Tuesday, February 15, 2011

Cedar Rapids (2011)

Director Miguel Arteta has a knack for capturing the endearing eccentricities of Middle America. You can see it in his television work, in shows like Freaks and Geeks and The Office. But it’s even more evident in his film career, where the likes of Chuck and Buck, The Good Girl and Youth in Revolt bolster his resume. Whereas the majority of pop culture tends to focus on the accessibility of city life and suburban dreams, Arteta’s work mines the people, stories and towns that slip through the cracks. There’s something honest and sort of charming in that choice… something peculiar and engaging.

Working from a neat little gem of a script by up-and-comer Phil Johnston, Arteta mines comedic gold in Cedar Rapids. The story is that of Tim Lippe (The Office’s Ed Helms), a na├»ve 40-year-old virgin type leaving his little town for quite possibly the first time. He’s an insurance salesman, and he’s being called up to the big leagues in Cedar Rapids, Iowa, where he’ll represent his company at an annual insurance convention. His boss (Stephen Root, flipping back to his News Radio heyday) wants Lippe to win the 4 Star award, which his company has won four years straight. He needs to focus and make the biggest sale of his life, but in order to do that he’ll have to stay clear of Dean Ziegler (John C. Reilly) and his merry band of convention miscreants. Which might be kind of hard, since Lippe’s gonna be sharing a room with the guy.

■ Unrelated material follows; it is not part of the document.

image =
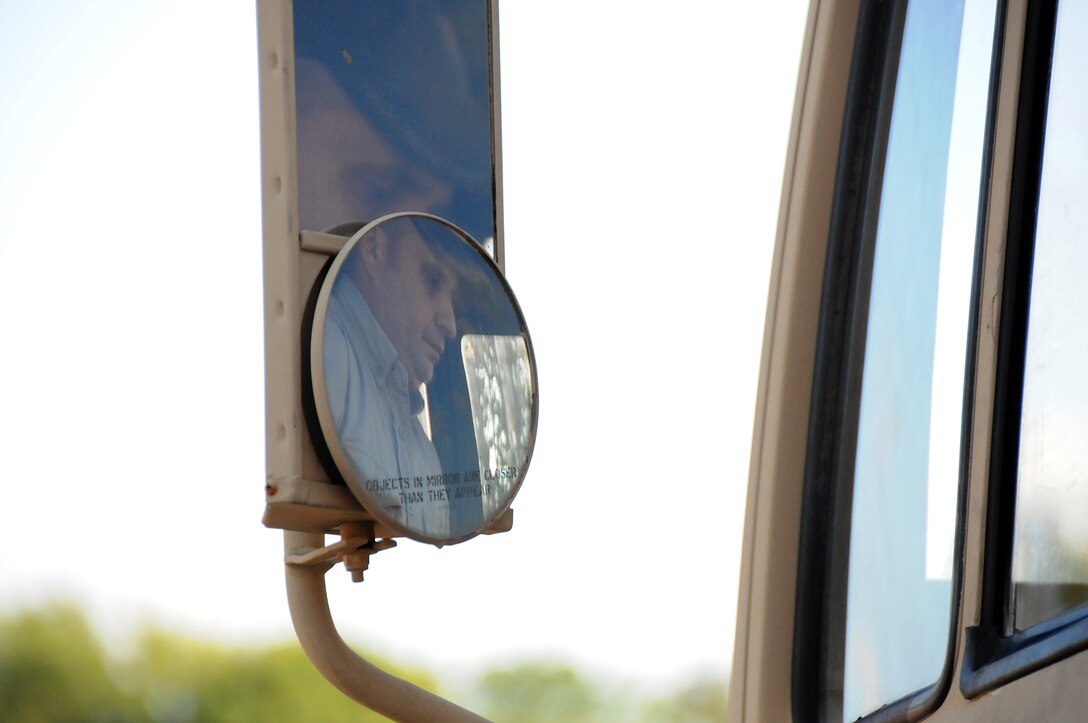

Rapids is a coming of age story of sorts, a tale of one sheltered man opening his eyes to the wondrous potential of life… which here means sex, drugs, bribes, marital affairs and corporate scandal. Helms takes it all in with pensive curiosity, a tourist led through a human safari by a foul-mouthed, uncensored hyena. Along the way he meets Joan (Anne Heche), a mother of two who treats the annual Rapids trip like her own personal Vegas. And he befriends Ronald, a polite black man who does a pretty convincing Omar from the HBO program The Wire (played, ironically, by The Wire’s Isiah Whitlock Jr.).

Arteta’s film may be distinctly small town, but it isn’t always courteous. It derives the bulk of its comedy from Lippe’s exposure to the obscene, and thus establishes itself as a more daring brand of comedy than its candy coated mainstream brethren. And yet it remains sweet and erstwhile, generating a surprisingly consistent cocktail of the hilarious and the humane.

Credit much of that to Johnston, whose script stays incredibly loyal to its characters and sensibilities. You can spot the peaks and valleys in its "live and learn" structure from afar, but only up close can you appreciate the dexterity of its landscape – in Rapids, as in all good stories, the appeal is in the details.

And it’s delivered to us via standout performances. Helms brings an authenticity to his babe in the woods role, playing Lippe as a less moronic manchild than we’ve recently grown accustom to. And the rest of the cast (including Kurtwood Smith, Alia Shawkat, Rob Corddry and Sigourney Weaver) feel right at home in his world. But it’s Reilly who delivers the most memorable performance, finding a middle ground between loud-mouth irritant and reliable companion that is not easily attained. Had Seth Rogen found such a performance in The Green Hornet, his film would have been much more successful.

Together with Johnston and Arteta they’ve created a uniquely funny comedy experience, and one of the few sure bets in our very young year.